May is National Celiac Disease Awareness Month. And, as you know, I am passionate about Celiac Disease Awareness and being a voice in this world for those with this disease. For those people, including my three year old son, Samuel, eating gluten free is not a trend.
Eating gluten free is a matter of life.
And so today, because I am passionate about bringing awareness I will share with you just a bit of his story. And I ask that you share with others his story because that would bless not only me, but many other moms and dads out there with little ones who are suffering from this often underdiagnosed disease. My dream? To speak in front of doctors, nurses, nutritionists, companies, and researchers and to show these pictures and to share Samuel’s story. Because in sharing, there is hope, there is health, and there is life again.
This was Samuel.
And as I’ve written so many times before – I absolutely hate this picture. This picture makes me cry, makes me wonder how I didn’t see how sick he was, it makes me mad that he was dismissed, but this picture must not be forgotten. This is the picture that reminds me of the power of being a voice for these children. This is the picture two days before Samuel was admitted to Children’s Hospital when my friend Amy and I boldly walked into the ER and told them that this boy was critically ill. This is the picture of a toddler with Celiac Disease.
He was starving.
You see, for an individual with Celiac Disease their body is unable to absorb nutrients well. Why? Because gluten – which is a protein found in wheat, barley, rye, and sometimes oats – literally destroys the teeny villi that line the intestinal tract. Those villi, those hairs, are what absorbs nutrients from food and converts it to what the body needs. Without those working, the person starves. And this is another photo that I hate, but won’t get rid of. That was him. In pain. Weak. Needing answers.

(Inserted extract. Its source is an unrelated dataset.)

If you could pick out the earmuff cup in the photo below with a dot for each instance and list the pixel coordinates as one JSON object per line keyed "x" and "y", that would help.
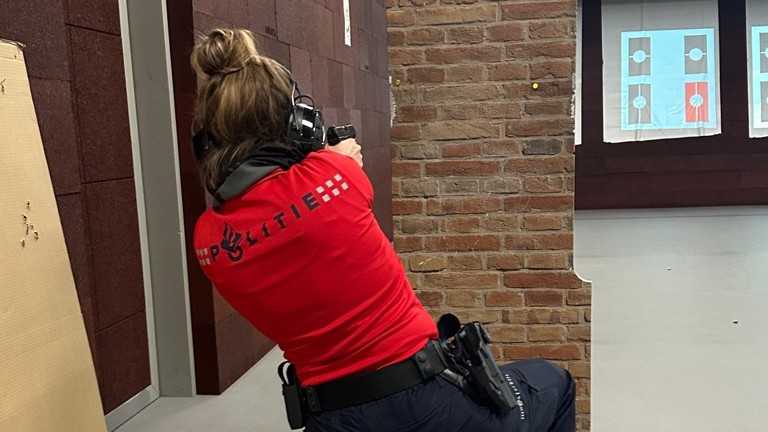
{"x": 305, "y": 124}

That was Samuel. Starving even though he was eating. In fact, in the weeks prior to his admission to the hospital he could barely stay awake, he fell over when walking, had the worst diaper rash imaginable (when we were in the hospital wound care had to tend it), was bleeding, and basically was fading away. And we were told he was sick because he was number seven in a big family. Let me repeat that. I was constantly told that the reason he was sick, constipated, bleeding, not staying awake, and more because he was in a big family and exposed to more germs. He was sick for nine months prior to diagnosis. I went to the ER with a two page 10pt typed record of every single time he was sick with every single symptom.
He didn’t match the adult symptoms. He was a child.
The Celiac Disease test is a simple lab draw initially. Do you realize that it takes eight visits on average for a child with Celiac Disease to be diagnosed? Now, keep in mind that this is eight visits with a sick child. With a mother wondering what is wrong with her little one. Undiagnosed Celiac Disease can lead to type 1 Diabetes, lymphomas and other cancers, other autoimmune diseases, and even death. While that is rare in our society, bear in mind that one hundred years ago or so before there was the Celiac Disease diagnosis parents would see their children unable to absorb nutrients and starve. And that is because the child literally faded away in front of your eyes.
My Samuel was fading.
I know it. And that picture? That is within the week of his diagnosis. That picture was the first picture I have of him where I knew the battle that I was to fight. That picture brings me hope because it was the beginning of life being returned to my little boy. This is the picture on my Celiac Disease bracelet because it is the start of life.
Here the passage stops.